View Single Post
Old 07-16-2011, 04:02 PM   #4
LadyBrooke
Ghost Prince of Cardolan
 
LadyBrooke's Avatar
 
Join Date: Feb 2008
Location: The modern day version of Edoras: horses, wind, rolling plains =)
Posts: 507
LadyBrooke is a guest of Tom Bombadil.
Send a message via MSN to LadyBrooke
Quote:
Originally Posted by Morthoron View Post
I would suggest that Snorri Sturluson, Boccaccio and Chretien de Troyes could sue Tolkien, Chaucer, Malory, Tennyson, T.H. White and and any number of authors and poets for copyright infringement had they not died centuries ago. Likewise, Malory could sue Tennyson and White, Chaucer could sue Shakespeare, etc. Unfortunately, they would all lose their suits because they had, in their turn, lifted material from earlier sources.

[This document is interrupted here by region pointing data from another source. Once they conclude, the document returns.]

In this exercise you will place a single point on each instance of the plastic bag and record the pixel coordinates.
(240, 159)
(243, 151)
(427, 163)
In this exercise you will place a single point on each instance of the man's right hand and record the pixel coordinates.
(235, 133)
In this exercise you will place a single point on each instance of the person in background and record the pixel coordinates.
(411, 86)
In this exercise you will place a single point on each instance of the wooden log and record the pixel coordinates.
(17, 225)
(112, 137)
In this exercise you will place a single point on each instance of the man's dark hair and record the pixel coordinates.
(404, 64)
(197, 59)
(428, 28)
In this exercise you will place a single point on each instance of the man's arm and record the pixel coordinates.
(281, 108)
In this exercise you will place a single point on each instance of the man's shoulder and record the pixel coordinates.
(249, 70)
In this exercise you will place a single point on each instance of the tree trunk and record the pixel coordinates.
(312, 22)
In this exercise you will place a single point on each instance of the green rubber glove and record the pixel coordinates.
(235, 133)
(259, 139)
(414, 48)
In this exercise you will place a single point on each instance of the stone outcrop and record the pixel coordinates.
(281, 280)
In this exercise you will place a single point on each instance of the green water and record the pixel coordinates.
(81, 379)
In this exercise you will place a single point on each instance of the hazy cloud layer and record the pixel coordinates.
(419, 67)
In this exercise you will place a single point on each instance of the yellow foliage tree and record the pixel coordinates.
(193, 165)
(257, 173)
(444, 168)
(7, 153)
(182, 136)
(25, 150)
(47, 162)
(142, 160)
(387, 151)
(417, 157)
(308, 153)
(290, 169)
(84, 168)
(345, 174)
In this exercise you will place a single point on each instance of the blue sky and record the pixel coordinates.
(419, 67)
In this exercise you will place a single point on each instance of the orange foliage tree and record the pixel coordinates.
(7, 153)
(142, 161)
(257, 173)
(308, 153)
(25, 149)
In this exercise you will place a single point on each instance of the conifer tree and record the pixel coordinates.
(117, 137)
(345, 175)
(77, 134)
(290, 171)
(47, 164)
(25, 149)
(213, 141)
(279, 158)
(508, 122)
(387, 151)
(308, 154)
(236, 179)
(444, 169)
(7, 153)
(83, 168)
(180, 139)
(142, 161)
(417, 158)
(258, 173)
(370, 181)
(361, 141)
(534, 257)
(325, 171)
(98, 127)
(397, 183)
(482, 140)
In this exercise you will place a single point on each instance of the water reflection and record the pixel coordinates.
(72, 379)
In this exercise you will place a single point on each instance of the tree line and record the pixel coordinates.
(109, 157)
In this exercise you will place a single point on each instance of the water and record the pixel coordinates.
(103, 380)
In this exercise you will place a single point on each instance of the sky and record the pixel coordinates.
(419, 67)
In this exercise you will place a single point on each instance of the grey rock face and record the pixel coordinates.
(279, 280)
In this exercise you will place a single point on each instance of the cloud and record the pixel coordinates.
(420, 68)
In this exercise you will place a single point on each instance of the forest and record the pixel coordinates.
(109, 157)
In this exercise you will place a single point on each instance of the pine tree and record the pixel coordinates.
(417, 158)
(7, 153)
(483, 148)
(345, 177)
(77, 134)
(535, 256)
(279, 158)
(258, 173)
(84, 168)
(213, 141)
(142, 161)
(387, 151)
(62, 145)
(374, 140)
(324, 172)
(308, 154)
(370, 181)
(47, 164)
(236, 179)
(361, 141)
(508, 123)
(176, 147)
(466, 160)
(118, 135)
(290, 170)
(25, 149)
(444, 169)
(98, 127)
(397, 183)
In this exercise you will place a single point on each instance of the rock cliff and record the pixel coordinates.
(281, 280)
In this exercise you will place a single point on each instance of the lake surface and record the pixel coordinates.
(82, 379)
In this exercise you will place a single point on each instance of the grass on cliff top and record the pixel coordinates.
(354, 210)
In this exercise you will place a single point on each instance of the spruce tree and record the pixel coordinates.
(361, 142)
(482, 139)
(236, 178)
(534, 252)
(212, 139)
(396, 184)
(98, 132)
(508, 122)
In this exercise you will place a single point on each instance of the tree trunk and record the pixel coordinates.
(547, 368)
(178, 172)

Exactly...there's nothing new under the sun. The only thing that matters is how much new authors can change their starting material.

Quote:
The difference lies in the fact that Fan-fiction is not-for-profit creative writing.

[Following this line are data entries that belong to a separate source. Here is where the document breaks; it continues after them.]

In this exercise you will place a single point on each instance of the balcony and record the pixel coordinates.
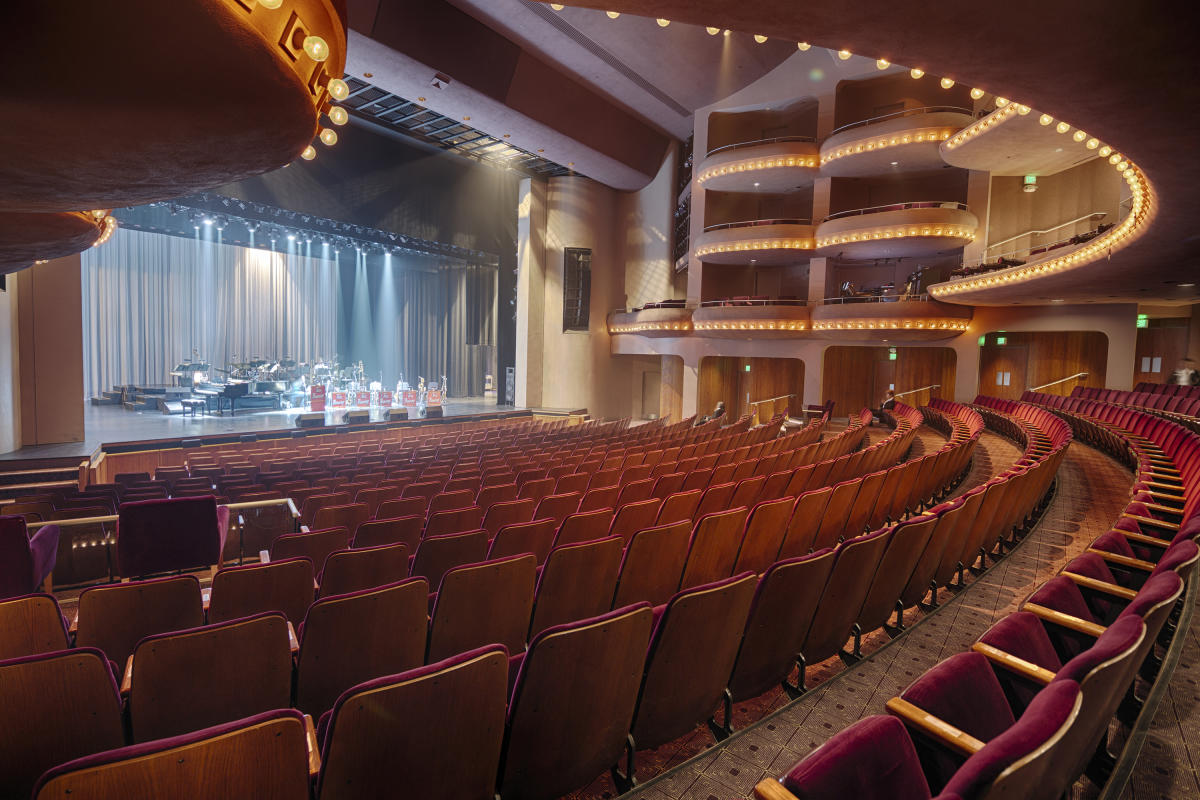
(771, 242)
(899, 230)
(657, 320)
(907, 142)
(905, 319)
(780, 164)
(756, 318)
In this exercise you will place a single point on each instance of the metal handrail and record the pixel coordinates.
(772, 400)
(751, 301)
(906, 112)
(755, 223)
(1061, 380)
(757, 142)
(895, 298)
(899, 206)
(1038, 233)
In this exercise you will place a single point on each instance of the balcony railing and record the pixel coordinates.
(755, 223)
(907, 112)
(755, 143)
(899, 206)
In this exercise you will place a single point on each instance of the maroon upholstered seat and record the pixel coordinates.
(347, 639)
(263, 756)
(432, 732)
(167, 535)
(562, 733)
(186, 680)
(54, 707)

And of course, the fact that no matter how much authors might complain that it's competing with their book sales, there's very few fanfics that you can read without an idea of the starting material. Try reading a Silm fic, for example, without an undertanding of the Silm. It'd end up like when I was explaing it to my mother - "Wait did you just say he cut off his cousin's hand?!?!"

Quote:
No one bats an eye at going to a symphony of Mozart or Bach pieces and shelling out $100 per ticket to enrich the musicians and promoters (the composers being, naturally, beyond all legal recourse), but good lord, try to find a studio version of a Bob Dylan song on YouTube (even though nearly 1/2 off all songs from his first three albums were written by Woody Guthries, Leadbelly or some other folk artist from a previous generation)! But Dylan and his record company expressly forbid such transmission of his material, even in a not-for-profit venue such as YouTube; whereas, The Beatles and Led Zeppelin (who seem to have no difficulty selling millions of CDs a year, even though they have been defunct as groups for 30-40 years), do not have such prohibitions on their music.
Exactly - in fact, I'd say I'm more likely to buy a CD or iTunes copy of a song if I've been able to listen to it on Youtube first. Being on a limited budget, if I don't know whether I'm going to like a CD, why in the world would I buy it?
__________________
Busy, Busy, Busy...hoping for more free time soon.